Date: Monday, October 27, 2025

Title: (1376–1404) Sjögren’s Disease – Basic & Clinical Science Poster II: Clinical Manifestations and Health Outcomes

Session Type: Poster Session B

Session Time: 10:30AM-12:30PM

Background/Purpose: To evaluate the incidence of cardiovascular and cerebrovascular events (CVEs) in patients with Sjögren’s Disease (SjD), focusing on major adverse cardiovascular events (MACE), defined as non-fatal myocardial infarction, non-fatal stroke, or cardiovascular death.
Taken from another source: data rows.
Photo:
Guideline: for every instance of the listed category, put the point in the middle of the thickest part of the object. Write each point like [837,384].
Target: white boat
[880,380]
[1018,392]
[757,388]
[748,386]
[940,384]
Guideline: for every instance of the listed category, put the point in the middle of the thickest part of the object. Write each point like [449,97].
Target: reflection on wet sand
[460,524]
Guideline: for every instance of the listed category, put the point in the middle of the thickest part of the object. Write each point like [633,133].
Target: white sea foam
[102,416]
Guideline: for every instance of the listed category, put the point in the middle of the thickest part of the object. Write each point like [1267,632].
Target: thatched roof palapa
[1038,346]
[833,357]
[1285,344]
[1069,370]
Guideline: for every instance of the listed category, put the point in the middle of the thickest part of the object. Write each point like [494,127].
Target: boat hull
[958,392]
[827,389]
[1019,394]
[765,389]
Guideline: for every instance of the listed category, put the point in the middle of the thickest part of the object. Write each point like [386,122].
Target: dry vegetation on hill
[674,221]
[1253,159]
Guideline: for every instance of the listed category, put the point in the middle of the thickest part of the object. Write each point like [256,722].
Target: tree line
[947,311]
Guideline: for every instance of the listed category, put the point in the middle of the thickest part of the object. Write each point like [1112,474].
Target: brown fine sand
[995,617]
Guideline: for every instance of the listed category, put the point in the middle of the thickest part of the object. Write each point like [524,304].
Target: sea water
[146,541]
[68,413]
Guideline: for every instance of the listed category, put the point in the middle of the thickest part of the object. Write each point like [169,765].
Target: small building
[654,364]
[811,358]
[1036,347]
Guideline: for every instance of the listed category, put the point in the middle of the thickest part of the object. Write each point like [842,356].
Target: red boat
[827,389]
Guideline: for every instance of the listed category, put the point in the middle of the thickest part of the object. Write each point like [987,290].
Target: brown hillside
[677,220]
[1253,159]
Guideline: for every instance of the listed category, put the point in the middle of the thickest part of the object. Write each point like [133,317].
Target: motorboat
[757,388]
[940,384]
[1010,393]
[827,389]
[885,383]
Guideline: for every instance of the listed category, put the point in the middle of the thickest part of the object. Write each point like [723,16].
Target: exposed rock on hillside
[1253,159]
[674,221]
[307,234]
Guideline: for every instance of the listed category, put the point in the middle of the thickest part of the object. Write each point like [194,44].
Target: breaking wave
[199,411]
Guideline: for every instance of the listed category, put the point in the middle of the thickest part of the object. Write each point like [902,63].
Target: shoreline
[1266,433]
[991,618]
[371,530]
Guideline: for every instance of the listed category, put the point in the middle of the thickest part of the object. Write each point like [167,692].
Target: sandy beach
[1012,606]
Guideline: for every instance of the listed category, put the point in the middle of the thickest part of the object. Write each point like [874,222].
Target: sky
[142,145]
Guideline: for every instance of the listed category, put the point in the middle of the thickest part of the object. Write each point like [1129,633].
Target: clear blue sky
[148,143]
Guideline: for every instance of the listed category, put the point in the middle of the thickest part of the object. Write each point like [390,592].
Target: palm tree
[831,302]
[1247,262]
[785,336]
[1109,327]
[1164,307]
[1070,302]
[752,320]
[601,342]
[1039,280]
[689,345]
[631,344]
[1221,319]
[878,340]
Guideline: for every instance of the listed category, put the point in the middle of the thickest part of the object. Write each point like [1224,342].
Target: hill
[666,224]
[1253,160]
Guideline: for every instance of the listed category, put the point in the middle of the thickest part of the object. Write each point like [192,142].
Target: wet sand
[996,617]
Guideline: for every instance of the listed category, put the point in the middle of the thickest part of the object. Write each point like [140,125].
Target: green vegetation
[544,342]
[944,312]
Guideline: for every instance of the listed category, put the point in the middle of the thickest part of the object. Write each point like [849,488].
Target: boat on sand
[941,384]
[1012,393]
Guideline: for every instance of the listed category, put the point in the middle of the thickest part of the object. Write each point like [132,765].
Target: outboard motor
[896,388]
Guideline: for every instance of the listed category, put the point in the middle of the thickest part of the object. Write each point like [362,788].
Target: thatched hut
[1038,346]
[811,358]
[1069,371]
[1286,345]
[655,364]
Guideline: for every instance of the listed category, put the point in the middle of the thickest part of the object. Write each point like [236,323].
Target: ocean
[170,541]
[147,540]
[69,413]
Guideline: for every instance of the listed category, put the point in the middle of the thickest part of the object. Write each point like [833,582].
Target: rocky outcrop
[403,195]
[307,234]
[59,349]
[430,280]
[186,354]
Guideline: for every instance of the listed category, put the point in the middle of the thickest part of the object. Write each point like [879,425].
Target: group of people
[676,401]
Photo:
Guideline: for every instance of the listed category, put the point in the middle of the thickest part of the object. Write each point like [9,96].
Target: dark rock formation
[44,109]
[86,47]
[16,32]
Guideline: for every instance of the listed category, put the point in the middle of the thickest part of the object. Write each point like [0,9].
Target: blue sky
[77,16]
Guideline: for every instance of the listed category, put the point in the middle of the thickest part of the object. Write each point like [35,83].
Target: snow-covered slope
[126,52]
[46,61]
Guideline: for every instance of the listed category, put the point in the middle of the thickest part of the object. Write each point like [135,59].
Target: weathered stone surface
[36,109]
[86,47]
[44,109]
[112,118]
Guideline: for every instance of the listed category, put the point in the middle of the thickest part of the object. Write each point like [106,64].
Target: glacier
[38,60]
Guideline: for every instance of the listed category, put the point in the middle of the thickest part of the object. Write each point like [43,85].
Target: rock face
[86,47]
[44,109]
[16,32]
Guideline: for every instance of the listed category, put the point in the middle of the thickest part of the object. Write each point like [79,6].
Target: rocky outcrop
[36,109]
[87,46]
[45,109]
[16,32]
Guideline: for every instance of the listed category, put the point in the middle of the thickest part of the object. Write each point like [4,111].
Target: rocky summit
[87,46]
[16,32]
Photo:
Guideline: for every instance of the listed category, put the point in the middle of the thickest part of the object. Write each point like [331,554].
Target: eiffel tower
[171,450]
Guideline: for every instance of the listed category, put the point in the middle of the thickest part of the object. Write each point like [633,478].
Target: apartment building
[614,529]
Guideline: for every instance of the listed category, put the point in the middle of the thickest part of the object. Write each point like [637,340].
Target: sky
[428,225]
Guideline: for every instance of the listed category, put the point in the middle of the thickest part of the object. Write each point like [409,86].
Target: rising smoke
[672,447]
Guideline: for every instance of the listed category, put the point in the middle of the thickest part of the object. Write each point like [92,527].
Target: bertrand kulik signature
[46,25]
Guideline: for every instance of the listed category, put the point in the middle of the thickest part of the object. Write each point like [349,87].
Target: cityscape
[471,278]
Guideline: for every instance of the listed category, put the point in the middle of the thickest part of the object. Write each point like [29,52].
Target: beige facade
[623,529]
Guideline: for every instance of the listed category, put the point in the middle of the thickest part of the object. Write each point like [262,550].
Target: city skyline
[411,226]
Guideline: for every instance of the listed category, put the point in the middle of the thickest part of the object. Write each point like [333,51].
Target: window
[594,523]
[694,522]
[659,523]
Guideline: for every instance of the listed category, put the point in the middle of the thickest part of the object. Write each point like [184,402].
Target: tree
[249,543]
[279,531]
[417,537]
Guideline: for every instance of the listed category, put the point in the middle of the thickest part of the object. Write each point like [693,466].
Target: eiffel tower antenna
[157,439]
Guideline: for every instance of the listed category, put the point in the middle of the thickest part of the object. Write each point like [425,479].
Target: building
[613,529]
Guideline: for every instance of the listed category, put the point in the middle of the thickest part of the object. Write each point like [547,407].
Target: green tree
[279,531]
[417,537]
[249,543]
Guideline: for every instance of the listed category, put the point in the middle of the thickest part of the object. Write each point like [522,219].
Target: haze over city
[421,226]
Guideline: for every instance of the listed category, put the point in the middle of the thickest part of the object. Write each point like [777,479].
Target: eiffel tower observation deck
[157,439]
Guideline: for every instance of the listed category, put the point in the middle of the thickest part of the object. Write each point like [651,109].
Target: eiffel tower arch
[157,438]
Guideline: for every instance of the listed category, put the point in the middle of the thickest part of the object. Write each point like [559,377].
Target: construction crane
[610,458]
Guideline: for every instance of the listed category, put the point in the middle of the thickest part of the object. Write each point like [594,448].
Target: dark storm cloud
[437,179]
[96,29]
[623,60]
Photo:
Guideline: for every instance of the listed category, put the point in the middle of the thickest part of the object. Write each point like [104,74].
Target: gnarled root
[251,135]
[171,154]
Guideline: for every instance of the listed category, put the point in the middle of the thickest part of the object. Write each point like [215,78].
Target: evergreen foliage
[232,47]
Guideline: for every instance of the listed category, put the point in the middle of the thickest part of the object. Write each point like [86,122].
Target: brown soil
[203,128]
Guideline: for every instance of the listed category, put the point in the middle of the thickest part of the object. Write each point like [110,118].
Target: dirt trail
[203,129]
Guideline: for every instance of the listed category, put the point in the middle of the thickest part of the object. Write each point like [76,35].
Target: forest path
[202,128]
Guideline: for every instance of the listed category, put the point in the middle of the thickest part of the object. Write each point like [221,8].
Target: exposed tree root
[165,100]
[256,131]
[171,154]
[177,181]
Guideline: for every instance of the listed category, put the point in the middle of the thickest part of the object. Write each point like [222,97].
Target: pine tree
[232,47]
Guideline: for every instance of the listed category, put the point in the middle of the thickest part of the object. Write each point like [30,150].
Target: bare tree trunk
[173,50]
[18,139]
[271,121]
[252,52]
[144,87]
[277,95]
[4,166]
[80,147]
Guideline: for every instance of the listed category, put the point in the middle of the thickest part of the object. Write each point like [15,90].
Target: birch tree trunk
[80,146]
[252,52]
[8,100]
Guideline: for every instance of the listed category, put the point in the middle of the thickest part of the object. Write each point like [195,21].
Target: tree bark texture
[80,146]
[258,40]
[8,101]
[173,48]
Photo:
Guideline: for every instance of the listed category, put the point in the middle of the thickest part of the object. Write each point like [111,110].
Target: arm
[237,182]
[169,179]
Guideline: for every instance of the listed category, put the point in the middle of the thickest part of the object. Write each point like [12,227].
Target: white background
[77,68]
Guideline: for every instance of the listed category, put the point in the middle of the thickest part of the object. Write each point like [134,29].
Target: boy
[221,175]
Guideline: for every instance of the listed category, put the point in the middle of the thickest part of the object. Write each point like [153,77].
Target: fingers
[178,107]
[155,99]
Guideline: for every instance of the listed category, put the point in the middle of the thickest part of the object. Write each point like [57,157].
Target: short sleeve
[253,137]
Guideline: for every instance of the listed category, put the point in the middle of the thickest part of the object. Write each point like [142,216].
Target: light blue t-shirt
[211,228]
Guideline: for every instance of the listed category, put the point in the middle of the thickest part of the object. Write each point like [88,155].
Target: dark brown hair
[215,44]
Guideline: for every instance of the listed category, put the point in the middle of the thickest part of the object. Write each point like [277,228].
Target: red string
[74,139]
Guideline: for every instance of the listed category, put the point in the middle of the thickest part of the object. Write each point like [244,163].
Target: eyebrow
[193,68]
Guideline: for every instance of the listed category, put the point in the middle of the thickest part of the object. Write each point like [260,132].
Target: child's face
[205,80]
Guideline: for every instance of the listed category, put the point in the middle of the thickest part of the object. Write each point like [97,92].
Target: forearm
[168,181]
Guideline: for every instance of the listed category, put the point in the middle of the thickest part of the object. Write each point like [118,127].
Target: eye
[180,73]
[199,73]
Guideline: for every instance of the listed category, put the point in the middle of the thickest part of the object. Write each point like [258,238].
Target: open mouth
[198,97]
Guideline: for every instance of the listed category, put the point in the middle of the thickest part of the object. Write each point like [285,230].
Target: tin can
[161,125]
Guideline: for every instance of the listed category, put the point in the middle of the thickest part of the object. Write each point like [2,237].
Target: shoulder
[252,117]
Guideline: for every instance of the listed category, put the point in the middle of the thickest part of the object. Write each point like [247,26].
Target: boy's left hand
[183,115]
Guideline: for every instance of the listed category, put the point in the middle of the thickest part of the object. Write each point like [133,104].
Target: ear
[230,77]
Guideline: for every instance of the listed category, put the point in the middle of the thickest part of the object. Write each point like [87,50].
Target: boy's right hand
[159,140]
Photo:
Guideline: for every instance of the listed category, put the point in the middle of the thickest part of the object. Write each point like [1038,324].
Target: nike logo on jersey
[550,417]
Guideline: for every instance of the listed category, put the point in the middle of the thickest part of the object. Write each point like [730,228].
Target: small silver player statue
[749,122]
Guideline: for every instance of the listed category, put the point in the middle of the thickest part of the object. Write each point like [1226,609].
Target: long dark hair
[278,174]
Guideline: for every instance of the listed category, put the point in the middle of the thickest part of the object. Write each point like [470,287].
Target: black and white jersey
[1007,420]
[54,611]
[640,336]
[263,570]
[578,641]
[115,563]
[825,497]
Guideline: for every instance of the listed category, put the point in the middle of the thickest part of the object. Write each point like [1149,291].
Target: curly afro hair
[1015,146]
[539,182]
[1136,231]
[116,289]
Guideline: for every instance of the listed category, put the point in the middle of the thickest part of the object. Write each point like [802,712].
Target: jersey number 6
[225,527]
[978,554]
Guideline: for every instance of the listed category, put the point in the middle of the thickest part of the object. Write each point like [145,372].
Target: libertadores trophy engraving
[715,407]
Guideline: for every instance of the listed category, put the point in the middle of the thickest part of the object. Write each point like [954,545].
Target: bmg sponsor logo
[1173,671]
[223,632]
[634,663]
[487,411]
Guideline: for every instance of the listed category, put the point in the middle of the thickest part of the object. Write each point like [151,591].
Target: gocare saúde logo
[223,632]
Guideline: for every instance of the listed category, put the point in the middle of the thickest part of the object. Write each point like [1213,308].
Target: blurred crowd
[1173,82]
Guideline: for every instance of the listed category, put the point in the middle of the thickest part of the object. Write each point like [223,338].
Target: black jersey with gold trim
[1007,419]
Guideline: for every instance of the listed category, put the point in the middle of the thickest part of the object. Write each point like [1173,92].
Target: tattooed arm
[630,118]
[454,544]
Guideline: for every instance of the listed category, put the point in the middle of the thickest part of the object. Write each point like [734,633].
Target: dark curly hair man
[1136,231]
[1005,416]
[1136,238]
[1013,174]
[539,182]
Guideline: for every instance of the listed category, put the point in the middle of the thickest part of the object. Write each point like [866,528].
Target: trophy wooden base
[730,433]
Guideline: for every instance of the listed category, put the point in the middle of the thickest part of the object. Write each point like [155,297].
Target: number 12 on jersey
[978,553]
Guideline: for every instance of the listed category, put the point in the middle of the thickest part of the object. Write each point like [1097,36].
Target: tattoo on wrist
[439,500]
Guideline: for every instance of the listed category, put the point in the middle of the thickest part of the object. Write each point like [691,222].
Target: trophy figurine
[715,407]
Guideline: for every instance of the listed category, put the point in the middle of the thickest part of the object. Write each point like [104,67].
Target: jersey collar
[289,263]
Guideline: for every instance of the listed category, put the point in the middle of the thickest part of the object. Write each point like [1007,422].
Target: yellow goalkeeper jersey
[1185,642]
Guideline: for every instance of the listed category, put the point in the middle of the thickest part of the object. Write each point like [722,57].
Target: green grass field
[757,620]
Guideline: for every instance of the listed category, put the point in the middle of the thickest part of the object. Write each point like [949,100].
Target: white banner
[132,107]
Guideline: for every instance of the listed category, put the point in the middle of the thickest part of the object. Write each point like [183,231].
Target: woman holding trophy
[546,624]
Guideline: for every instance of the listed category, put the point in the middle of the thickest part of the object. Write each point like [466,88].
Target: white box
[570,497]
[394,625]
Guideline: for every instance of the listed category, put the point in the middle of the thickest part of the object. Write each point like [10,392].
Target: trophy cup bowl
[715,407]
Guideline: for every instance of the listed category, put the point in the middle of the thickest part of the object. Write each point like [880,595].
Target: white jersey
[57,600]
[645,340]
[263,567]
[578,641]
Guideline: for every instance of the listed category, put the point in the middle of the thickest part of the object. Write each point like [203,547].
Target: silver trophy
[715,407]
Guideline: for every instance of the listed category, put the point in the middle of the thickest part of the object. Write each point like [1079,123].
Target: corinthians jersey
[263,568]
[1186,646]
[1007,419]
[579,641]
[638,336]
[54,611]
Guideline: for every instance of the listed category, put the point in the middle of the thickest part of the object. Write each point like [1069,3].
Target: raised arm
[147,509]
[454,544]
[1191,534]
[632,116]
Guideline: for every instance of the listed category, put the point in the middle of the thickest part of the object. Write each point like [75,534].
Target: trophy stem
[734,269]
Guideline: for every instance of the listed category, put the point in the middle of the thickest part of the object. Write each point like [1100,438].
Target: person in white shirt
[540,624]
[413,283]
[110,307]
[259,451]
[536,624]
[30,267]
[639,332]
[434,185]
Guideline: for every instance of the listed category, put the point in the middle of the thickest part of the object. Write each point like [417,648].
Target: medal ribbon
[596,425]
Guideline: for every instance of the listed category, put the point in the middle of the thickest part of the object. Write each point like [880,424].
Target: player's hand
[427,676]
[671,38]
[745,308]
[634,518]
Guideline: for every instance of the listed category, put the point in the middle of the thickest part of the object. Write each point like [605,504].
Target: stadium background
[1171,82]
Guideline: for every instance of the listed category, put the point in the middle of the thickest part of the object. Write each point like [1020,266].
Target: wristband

Additional objectives were to identify both traditional and disease-specific risk factors associated with CVEs; to assess CV risk using the SCORE2 algorithm and compare predicted versus observed event rates; to examine the impact of CVEs on all-cause mortality; and to determine the prevalence of conventional cardiovascular risk factors (CVRFs) within this population.

Methods: We conducted a prospective, multicenter observational study including 314 patients with SjD who met the 2002 AECG classification criteria. Median follow-up was 9.5 years. Clinical, serological, demographic variables, CVRFs, and CVEs were recorded. Independent predictors of MACE and overall CVEs were identified using multivariate Cox proportional hazards regression models. Cardiovascular risk was estimated using the SCORE2 algorithm. Expected event rates were calculated by summing individual predicted probabilities. CV mortality was compared to the general population using standardized mortality rate (SMR), based on official data from the Spanish National Institute of Statistics. Relative risk (RR) of all-cause mortality was assessed according to the presence of prior or incident CVEs.

Results: Among 314 patients (94.6% women; median age 58.7 [IQR 50.7–67.1]), 29 CV events occurred: pericarditis (1.27%), conduction abnormalities (1.27%), ischemic heart disease (1.59%), heart failure (1.59%), peripheral artery disease (0.95%), and cerebrovascular events (2.55%). Seventeen patients (5.41%) experienced MACE: 7 non-fatal strokes (2.23%), 5 non-fatal myocardial infarctions (1.59%), and 5 cardiovascular deaths (1.59%). Among the 130 patients with complete SCORE2 data, the expected number of events was 5.74 (4.41%), while 11 events (8.46%) were observed, including 6 MACE (4.62%) and 5 non-MACE events (3.85%).Independent predictors of CV events were age (OR 1.06; 95% CI 1.01–1.14), cryoglobulinemia (OR 10.13; 95% CI 1.63–62.88), glucocorticoid use (OR 3.44; 95% CI 1.29–9.19), and antiphospholipid antibodies (OR 5.33; 95% CI 1.15–24.79). Predictors of MACE included age (OR 1.07; 95% CI 1.01–1.14), cryoglobulinemia (OR 10.41; 95% CI 1.37–79.26), and glucocorticoid use (OR 3.53; 95% CI 1.00–12.51). See the prevalence of traditional CVRFs in Table 1. CV mortality accounted for 11.9% of all deaths. The SMR for CV mortality was 5.09 (95% CI 5.08–5.11). Previous CVEs were significantly associated with increased all-cause mortality (RR 3.27; 95% CI 1.90–5.63).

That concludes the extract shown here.